CREATE TABLE opening_lines (
FTS_DOC_ID BIGINT UNSIGNED AUTO_INCREMENT NOT NULL,
opening_line TEXT(500),
author VARCHAR(200),
title VARCHAR(200)
) ENGINE=InnoDB;
FTS_DOC_ID
カラムをユーザー自身で定義するように決定した場合は、空の値や重複する値が回避されるようにカラムを管理することがユーザーの責任となります。FTS_DOC_ID
値は再使用できません。つまり、FTS_DOC_ID
値は増加し続けます。
オプションで、FTS_DOC_ID
カラム上に必要な一意の FTS_DOC_ID_INDEX
(すべて大文字) を作成することもできます。
CREATE UNIQUE INDEX FTS_DOC_ID_INDEX on opening_lines(FTS_DOC_ID);
FTS_DOC_ID_INDEX
を作成しない場合は、InnoDB
によって自動的に作成されます。
InnoDB による全文インデックスの削除処理
全文インデックスカラムが含まれるレコードを削除すると、補助インデックステーブルへの多数の小規模な削除が発生します。これにより、競合の発生時に、これらのテーブルへの並列アクセスが発生する可能性があります。この問題を回避するために、インデックス付きのテーブルからレコードが削除されるたびに、削除されたドキュメントのドキュメント ID (DOC_ID
) が特別な 「DELETED」 テーブルに記録され、インデックス付きのレコードが全文インデックスに残ります。クエリーの結果が返される前に、「DELETED」 テーブル内の情報を使用して、削除されたドキュメント ID が取り除かれます。この設計の利点は、削除が高速で、低負荷であることです。欠点は、レコードの削除後に、すぐにインデックスのサイズが削減されないことです。削除したエントリの全文インデックスエントリを削除するには、innodb_optimize_fulltext_only=ON
を使用してインデックス付きのテーブル上で OPTIMIZE TABLE
を実行して、全文インデックスを再構築します。詳細は、InnoDB 全文インデックスの最適化を参照してください。

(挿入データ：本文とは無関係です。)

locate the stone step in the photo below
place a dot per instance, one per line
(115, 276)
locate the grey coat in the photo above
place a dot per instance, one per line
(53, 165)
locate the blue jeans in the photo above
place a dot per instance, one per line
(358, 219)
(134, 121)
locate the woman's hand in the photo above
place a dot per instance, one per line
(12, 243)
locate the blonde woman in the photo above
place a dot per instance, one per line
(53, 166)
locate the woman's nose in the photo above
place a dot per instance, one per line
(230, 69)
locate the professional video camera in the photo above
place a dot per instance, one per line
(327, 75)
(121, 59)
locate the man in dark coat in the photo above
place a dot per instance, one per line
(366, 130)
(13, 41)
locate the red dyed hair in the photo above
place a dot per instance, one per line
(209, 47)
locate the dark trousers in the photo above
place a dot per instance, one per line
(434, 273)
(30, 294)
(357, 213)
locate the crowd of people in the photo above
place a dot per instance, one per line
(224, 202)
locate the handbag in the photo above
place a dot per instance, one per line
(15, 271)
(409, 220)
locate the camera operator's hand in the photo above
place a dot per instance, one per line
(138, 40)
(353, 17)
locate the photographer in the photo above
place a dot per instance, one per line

InnoDB による全文インデックスのトランザクション処理
InnoDB
の FULLTEXT
インデックスには、そのキャッシュおよびバッチ処理の動作のために、特別なトランザクション処理の特性が備わっています。特に、FULLTEXT
インデックス上の更新および挿入は、トランザクションのコミット時に処理されます。つまり、FULLTEXT
検索では、コミットされたデータのみを表示できます。次の例で、この動作を実演します。FULLTEXT
検索では、挿入された行がコミットされたあとにはじめて、結果が返されます。
mysql> CREATE TABLE opening_lines (
id INT UNSIGNED AUTO_INCREMENT NOT NULL PRIMARY KEY,
opening_line TEXT(500),
author VARCHAR(200),
title VARCHAR(200),
FULLTEXT idx (opening_line)
) ENGINE=InnoDB;
mysql> BEGIN;
Query OK, 0 rows affected (0.00 sec)
mysql> INSERT INTO opening_lines(opening_line,author,title) VALUES
('Call me Ishmael.','Herman Melville','Moby-Dick'),
('A screaming comes across the sky.','Thomas Pynchon','Gravity\'s Rainbow'),
('I am an invisible man.','Ralph Ellison','Invisible Man'),
('Where now? Who now? When now?','Samuel Beckett','The Unnamable'),
('It was love at first sight.','Joseph Heller','Catch-22'),
('All this happened, more or less.','Kurt Vonnegut','Slaughterhouse-Five'),
('Mrs. Dalloway said she would buy the flowers herself.','Virginia Woolf','Mrs. Dalloway'),
('It was a pleasure to burn.','Ray Bradbury','Fahrenheit 451');
Query OK, 8 rows affected (0.00 sec)
Records: 8 Duplicates: 0 Warnings: 0
mysql> SELECT COUNT(*) FROM opening_lines WHERE MATCH(opening_line) AGAINST('Ishmael');
+----------+
| COUNT(*) |
+----------+
| 0 |
+----------+
1 row in set (0.00 sec)
mysql> COMMIT;
Query OK, 0 rows affected (0.00 sec)
mysql> SELECT COUNT(*) FROM opening_lines WHERE MATCH(opening_line) AGAINST('Ishmael');
+----------+
| COUNT(*) |
+----------+
| 1 |
+----------+
1 row in set (0.00 sec)
InnoDB による全文インデックスのモニター
次の INFORMATION_SCHEMA
テーブルでクエリーを実行すると、InnoDB
の FULLTEXT
インデックスの特別なテキスト処理の側面をモニターおよび調査できます。
INNODB_FT_CONFIG
INNODB_FT_INDEX_TABLE
INNODB_FT_INDEX_CACHE
INNODB_FT_DEFAULT_STOPWORD
INNODB_FT_DELETED
INNODB_FT_BEING_DELETED
INNODB_SYS_INDEXES
および INNODB_SYS_TABLES
でクエリーを実行すると、FULLTEXT
インデックスおよびテーブルに関する基本情報を表示することもできます。
これらのテーブルについての詳細は、INFORMATION_SCHEMA のドキュメントを参照してください。